How much heat can a molecule handle? That’s been a tough question to answer until now, but Longji Cui is on the case.
The Rice University researcher and his former colleagues at the University of Michigan published the first direct experimental measurements of thermal conductance through a single molecule this week in Nature.
Cui, who joined Rice’s Smalley-Curl Institute last year as the J. Evans Attwell-Welch Postdoctoral Fellow, is lead author of the paper that details not only the measurements but the ingenious method he developed to get them.
“We basically demonstrated a single-molecule heat conductor, the smallest heat conductor you can imagine,” Cui said. “We combined a scanning tunneling microscope that can manipulate single molecules and atoms and a ultrahigh resolution sensing technique called picowatt (a trillionth of one watt of power) calorimetry.” That allowed them to measure heat-carrying phonons as they moved through one-dimensional chains of atoms in a single molecule at a resolution of about 80 picowatt.
The central feature of the technique was a nanoscale probe with a gold-coated tip that looked something like a tuning fork with a very short handle. Within the fork was the sensitive calorimeter that measured the energy flow through the molecule stretched between a heated tip and a gold substrate.

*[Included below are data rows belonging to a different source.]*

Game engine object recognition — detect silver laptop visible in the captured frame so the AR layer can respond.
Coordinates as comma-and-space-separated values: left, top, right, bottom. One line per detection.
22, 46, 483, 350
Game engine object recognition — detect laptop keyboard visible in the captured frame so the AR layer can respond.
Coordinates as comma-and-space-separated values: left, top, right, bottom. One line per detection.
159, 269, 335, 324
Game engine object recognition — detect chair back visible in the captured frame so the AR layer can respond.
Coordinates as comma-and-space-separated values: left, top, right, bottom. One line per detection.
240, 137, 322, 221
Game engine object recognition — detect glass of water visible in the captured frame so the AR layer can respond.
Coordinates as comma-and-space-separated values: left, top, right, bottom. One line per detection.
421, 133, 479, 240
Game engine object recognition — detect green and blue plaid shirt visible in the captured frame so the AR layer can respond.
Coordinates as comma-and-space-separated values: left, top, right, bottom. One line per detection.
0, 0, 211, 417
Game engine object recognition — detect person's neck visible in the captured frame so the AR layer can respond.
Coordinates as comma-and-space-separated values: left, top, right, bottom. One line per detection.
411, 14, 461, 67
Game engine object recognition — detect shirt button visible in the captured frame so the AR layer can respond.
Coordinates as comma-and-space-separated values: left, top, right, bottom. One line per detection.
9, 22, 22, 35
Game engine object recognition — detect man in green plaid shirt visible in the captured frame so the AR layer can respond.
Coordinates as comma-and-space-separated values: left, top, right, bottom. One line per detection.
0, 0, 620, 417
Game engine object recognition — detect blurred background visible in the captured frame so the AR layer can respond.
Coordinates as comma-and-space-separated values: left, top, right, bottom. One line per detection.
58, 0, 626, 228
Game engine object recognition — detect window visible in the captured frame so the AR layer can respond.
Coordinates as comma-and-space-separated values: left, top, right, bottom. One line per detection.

“It took a lot of effort to make the experiment possible,” said Cui, for whom the project served as his doctoral thesis. “The measurement of single molecule junctions needs both extreme mechanical stability and extreme temperature sensitivity – and generally, those two are not complementary.”
For the experiments, a self-assembled monolayer of target molecules was first deposited on a gold substrate. They used the scanning tip to grab one end of a molecule and a piezoelectric mechanism of the scanning tunneling microscope to stretch it — like pulling taffy very, very slowly — at 5 hundredths of a nanometer a second, until the connection broke. “When we stretched the molecule, we monitored the change in the electrical conductance of the molecules, to identify that it’s really a single molecule trapped between the tip and the substrate.”

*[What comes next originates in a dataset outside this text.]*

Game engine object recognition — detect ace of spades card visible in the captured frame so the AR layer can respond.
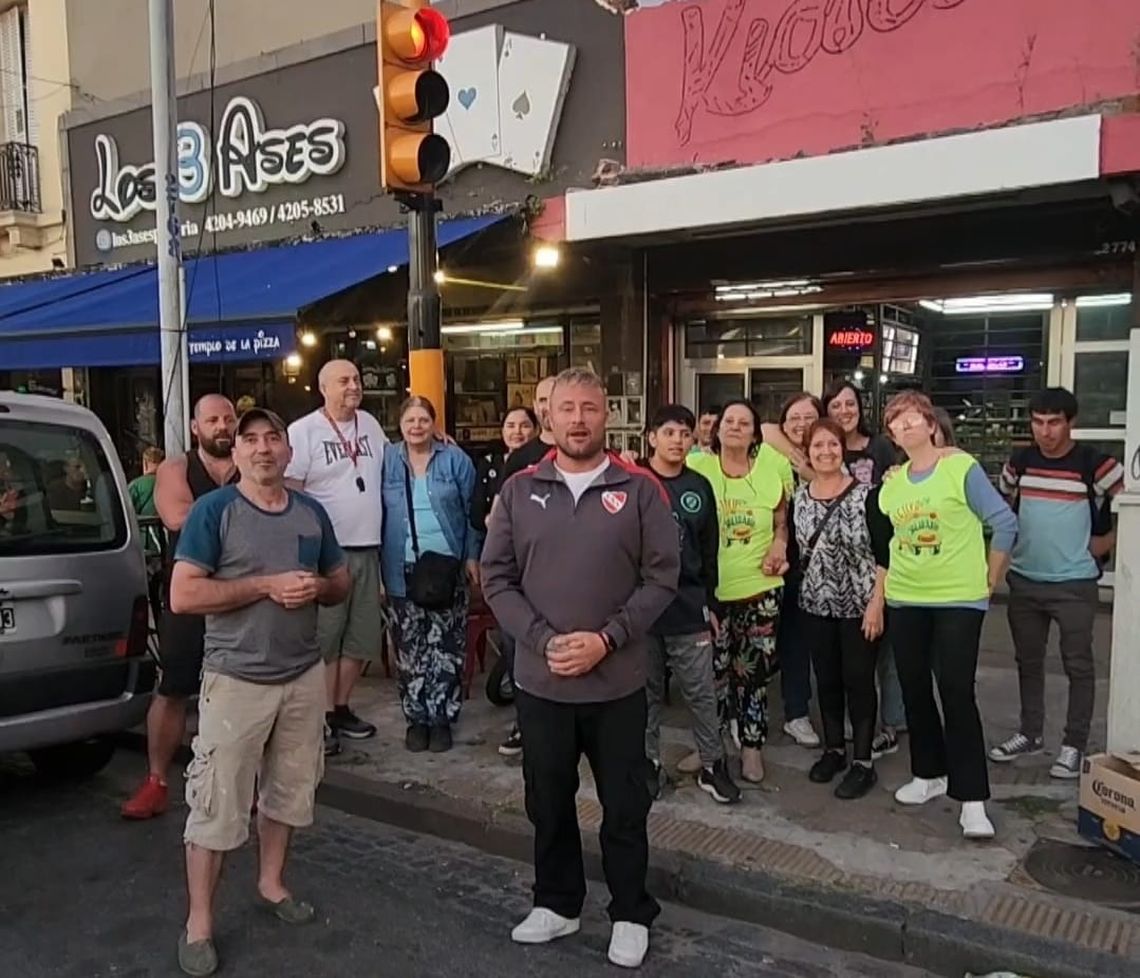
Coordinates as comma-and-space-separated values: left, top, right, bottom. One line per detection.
492, 31, 575, 177
435, 24, 503, 172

They discovered that heat-carrying phonons were minimally affected by the length of the molecules — in this case, thiol-terminated alkanes with between 2 and 10 carbon atoms — as they were stretched between the substrate and the gold tip. That was in direct contrast to electrical conductance, which fell exponentially with molecular length.
“Now we understand how phonons behave at a fundamental molecular limit,” Cui said. “Going forward, I imagine we can look for other one-dimensional molecular systems such as long polymers. Theorists have predicted that phonons could transport energy much easier along such long chains of molecules. Plus, the capability of capturing and controlling very small temperature change is important in many areas, like high accuracy time-keeping applications, laser cavity output and thermal cameras.”
Cui’s time at Rice will be short, as he will become an assistant professor of mechanical engineering and materials science and engineering at the University of Colorado, Boulder, in January. But for now, he relishes the chance to work with Natelson.
“Doug is the perfect mentor to help me go forward and look at the research direction I want to take,” Cui said. “He’s a pioneer in Raman spectroscopy of single molecules and nanostructures, and I’m looking to measure how another fundamental particle, photons, and the interaction between photons with electrons and phonons, behave in small molecular devices.”